Little Feat and Jeff Healy at Louisville Gardens

By Mark Sickles

At the end of the 70's, music fans were bewildered by the death of Lowell George and robbed of a phenomenal band when Little Feat subsequently disbanded. Sunday night at Louisville Gardens, they were witness to the rebirth tour of the Feat, with Craig Fuller filling in for the late George.

On the heels of a highly successful new album, Let It Roll, the band rolled into the Gardens and delighted the crowd with classic, nearly perfect rock and rhythm and blues sounds. The band is currently composed of original members Paul Barrere, Billy Payne, Richie Hayward, Kenny Gradney, and Sam Clayton, plus longtime friend and musical collaborator Fred Tackett, and the former lead singer for Pure Prairie League, Craig Fuller.
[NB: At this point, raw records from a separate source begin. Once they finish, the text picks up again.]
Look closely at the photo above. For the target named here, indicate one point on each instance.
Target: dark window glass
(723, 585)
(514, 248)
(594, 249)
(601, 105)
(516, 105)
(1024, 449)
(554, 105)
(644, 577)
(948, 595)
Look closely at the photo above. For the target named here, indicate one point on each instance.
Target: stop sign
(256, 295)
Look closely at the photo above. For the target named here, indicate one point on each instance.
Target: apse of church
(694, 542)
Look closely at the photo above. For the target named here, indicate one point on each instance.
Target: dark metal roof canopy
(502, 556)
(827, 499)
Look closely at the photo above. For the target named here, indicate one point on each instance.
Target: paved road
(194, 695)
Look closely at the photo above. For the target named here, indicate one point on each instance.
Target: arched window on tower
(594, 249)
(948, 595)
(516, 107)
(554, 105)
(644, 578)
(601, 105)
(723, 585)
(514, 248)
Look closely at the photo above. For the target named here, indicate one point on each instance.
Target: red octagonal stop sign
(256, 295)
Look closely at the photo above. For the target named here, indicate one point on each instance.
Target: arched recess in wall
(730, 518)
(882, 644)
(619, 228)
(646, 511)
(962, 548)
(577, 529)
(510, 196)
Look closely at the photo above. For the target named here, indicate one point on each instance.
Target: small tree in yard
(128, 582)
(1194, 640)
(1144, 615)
The two-hour set they performed on Sunday was a dream for old and new fans alike. Reprising such tunes as "Fat Man in the Bathtub," "Down On the Farm," "Rock 'N Roll Doctor," and "Rocket In My Pocket," Little Feat sounded as if they had never laid down their instruments. Craig Fuller's vocals did credit to the George tunes as well as shining on the newer tunes from the current record. Barrere and Tackett were crisp and precise during their leads, alternately trading solos. Payne's keyboard solos on the classic "Atlanta" and the title tune, "Let It Roll" were truly inspiring.

Toronto guitarist Jeff Healy.PHOTO BY MARK SICKLES

Hayward was in excellent form, laying down the thundering back beat with such ease and grace that it was as though he was a human version of the Muppets' drummer 'Animal." With the steady conga and percussive drive supplied by Sam Clayton, the band rolled through the evening like runaway freight train, yet still in control of the show and the crowd.

The group played the tunes from the current album, was well such old Feat tunes as "All That You Dream," "Waiting For Columbus," "Dixie Chicken," and "Feats, Don't Fail Me Now." Tackett's mandolin solo on the new tune "Cajun Girl" was fantastic, as were many of the guitar breaks. The band left the crowd screaming for more after the obligatory encore, with the tunes "Apolitical Blues" and the best-known George tune, "Willin'."

Blind Toronto guitarist Jeff Healy and his two-piece band opened the show, performing tunes from the current album, See The Light, as well as guitar standards like "Bluejean Blues" and the Doors' "Roadhouse Blues." Healy sports a double neck guitar, which he played while doing his current single, "Angel Eyes." Healy is worth watching for in the future.